This story appears in the May 2015 issue of National Geographic magazine.

During the summers of 2012 and 2013, I walked more than a thousand miles on the Camino de Santiago. Also called the Way of St. James, or simply the Way, by English speakers, it is a centuries-old Christian pilgrimage path through France and Spain. In each of the past few years, between 183,000 and 273,000 people from around the world traveled the route, which runs through cities, across mountains, and along Roman roads. It ends at the cathedral in Santiago de Compostela, where the supposed remains of St. James, one of Jesus Christ’s Twelve Apostles, are enshrined.

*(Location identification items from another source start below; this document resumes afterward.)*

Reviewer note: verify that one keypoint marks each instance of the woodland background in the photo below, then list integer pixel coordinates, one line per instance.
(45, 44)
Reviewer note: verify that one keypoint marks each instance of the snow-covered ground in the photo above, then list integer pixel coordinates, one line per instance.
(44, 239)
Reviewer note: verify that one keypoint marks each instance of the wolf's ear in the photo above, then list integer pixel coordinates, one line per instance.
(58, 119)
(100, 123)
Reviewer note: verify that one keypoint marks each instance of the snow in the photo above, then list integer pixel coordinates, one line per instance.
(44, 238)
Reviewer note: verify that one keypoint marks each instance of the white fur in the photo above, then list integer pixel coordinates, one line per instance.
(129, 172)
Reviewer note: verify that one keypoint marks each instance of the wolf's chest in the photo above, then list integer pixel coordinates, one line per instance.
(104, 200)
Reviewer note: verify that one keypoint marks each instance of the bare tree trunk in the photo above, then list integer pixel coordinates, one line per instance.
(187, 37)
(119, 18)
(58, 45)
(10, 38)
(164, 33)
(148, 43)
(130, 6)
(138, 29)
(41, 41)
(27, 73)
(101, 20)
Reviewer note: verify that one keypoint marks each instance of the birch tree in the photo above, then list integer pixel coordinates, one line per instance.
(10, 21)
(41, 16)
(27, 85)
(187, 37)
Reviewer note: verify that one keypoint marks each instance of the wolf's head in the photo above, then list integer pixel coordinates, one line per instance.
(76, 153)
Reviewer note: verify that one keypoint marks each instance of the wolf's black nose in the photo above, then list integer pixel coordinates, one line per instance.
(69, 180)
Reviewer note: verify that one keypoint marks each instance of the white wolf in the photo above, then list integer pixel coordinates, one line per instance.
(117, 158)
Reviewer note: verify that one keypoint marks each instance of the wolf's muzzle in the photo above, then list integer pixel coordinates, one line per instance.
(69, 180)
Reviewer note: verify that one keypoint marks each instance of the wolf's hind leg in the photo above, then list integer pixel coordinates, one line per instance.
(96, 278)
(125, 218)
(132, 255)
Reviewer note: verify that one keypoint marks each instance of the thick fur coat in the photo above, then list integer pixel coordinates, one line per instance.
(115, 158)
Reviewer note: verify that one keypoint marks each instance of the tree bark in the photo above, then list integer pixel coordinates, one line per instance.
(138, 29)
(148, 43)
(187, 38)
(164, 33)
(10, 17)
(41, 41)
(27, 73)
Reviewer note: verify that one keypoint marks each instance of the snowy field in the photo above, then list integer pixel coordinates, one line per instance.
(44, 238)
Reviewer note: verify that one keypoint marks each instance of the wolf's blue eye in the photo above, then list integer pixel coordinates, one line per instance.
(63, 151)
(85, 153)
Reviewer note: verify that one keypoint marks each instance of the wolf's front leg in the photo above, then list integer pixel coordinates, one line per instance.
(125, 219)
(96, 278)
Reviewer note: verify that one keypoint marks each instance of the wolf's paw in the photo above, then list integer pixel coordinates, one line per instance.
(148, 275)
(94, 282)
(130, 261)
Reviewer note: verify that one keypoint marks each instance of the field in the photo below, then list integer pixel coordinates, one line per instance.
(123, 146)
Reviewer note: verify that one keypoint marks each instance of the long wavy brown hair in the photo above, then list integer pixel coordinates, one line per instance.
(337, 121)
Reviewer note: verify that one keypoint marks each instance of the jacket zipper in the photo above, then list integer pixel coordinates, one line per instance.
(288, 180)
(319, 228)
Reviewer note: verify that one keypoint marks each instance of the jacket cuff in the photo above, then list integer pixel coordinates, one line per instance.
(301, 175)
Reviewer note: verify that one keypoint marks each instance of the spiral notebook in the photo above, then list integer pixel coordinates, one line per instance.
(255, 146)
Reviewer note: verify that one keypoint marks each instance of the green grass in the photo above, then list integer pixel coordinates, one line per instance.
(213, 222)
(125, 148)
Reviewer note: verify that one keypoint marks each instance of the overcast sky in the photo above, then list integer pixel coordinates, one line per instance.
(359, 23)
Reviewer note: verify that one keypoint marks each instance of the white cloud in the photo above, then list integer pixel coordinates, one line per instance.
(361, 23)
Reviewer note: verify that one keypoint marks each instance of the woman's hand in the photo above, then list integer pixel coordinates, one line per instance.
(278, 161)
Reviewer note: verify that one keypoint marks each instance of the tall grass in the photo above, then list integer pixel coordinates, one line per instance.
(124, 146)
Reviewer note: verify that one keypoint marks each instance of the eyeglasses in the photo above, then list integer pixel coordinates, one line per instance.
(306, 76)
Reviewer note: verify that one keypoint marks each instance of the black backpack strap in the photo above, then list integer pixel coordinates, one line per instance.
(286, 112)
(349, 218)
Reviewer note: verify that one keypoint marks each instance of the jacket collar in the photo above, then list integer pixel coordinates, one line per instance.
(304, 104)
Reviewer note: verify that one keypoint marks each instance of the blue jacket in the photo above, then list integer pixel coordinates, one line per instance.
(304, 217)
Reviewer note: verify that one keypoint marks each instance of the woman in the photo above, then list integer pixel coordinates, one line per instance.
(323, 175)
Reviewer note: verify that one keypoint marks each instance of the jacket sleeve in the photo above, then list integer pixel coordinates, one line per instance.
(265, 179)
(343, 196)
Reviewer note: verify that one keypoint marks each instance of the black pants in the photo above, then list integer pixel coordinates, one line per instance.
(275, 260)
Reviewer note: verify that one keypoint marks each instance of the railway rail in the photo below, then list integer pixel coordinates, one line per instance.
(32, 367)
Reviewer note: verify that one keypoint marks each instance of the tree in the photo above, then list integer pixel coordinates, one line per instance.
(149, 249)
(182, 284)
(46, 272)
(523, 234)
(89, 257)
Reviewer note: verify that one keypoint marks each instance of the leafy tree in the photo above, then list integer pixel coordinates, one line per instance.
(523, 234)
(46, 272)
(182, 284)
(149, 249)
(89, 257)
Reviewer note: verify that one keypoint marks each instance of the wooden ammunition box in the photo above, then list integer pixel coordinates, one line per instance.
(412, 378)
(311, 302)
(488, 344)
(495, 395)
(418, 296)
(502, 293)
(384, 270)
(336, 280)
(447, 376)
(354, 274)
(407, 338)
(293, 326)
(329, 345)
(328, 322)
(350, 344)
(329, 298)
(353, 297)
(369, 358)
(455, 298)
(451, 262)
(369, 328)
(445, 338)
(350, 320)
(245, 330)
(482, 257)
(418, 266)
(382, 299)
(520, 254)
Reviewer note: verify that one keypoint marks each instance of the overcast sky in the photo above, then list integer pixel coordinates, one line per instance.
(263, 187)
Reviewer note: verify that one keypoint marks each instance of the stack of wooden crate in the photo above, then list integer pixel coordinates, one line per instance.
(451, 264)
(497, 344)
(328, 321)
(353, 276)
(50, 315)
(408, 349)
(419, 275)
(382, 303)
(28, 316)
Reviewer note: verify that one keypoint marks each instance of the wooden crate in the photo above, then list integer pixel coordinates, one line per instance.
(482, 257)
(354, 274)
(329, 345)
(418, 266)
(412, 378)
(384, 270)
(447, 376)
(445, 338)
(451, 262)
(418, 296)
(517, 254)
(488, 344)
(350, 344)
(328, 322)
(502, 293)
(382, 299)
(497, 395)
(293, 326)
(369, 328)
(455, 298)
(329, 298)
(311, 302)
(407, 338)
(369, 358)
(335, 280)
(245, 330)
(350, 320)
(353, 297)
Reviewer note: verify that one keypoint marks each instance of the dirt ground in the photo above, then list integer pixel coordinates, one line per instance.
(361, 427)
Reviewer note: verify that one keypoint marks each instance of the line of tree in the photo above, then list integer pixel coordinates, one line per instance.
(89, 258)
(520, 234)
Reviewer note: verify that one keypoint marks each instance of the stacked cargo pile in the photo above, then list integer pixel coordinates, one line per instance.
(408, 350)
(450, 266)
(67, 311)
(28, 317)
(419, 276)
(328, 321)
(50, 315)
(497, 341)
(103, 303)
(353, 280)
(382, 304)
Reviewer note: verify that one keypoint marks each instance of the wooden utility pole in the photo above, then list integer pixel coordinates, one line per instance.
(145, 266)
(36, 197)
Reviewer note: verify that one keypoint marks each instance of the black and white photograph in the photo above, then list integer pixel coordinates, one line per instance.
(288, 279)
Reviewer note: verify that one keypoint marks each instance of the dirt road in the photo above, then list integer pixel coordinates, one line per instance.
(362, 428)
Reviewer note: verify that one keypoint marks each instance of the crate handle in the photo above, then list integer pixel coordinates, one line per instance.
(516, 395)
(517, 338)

When I walked the Way, I became part of an ancient tradition thriving in a modern world. Though the pilgrimage is rooted in Christian tradition, it has been reborn as a nondenominational spiritual rite. In 2012 only about 40 percent of pilgrims walked in the name of the Christian faith. Others walk because they’re in a time of transition—suddenly jobless, recently retired, newly divorced—or simply need a space apart from their life’s routine to decompress, take stock, shift gears. In conversations along the route, I often heard people say, I came to the Camino to find myself or to solve a certain problem. I also heard many say, with confidence and hope, The Camino will show me the way.

There is a spirit of community on the Camino that connects everyone. Within days you will have walked alongside, talked to, and had dinner with many fellow pilgrims. Even if you begin alone, soon you will be surrounded by new friends from all corners of the globe. A community ebbs and flows around you; you never know when someone might disappear. I quickly learned to appreciate my time with others. When a new friend became a speck on the horizon, I felt a familiar sadness.

My pilgrimage ended on the west coast of Spain overlooking the Atlantic. I walked to the lighthouse at sunset and watched people burn their boots as the sky was set on fire. In New York City, where I live, I often felt that my heart was spread so thin that I wasn’t feeling much of anything. But there on the cliffs, I realized I was near the end. My heart swelled and then hurt.

I often tell people that what I found on the Camino was a quiet place, a simple reminder of the way life could be. Some would say that is the same as finding God—something to hold on to when times are hard.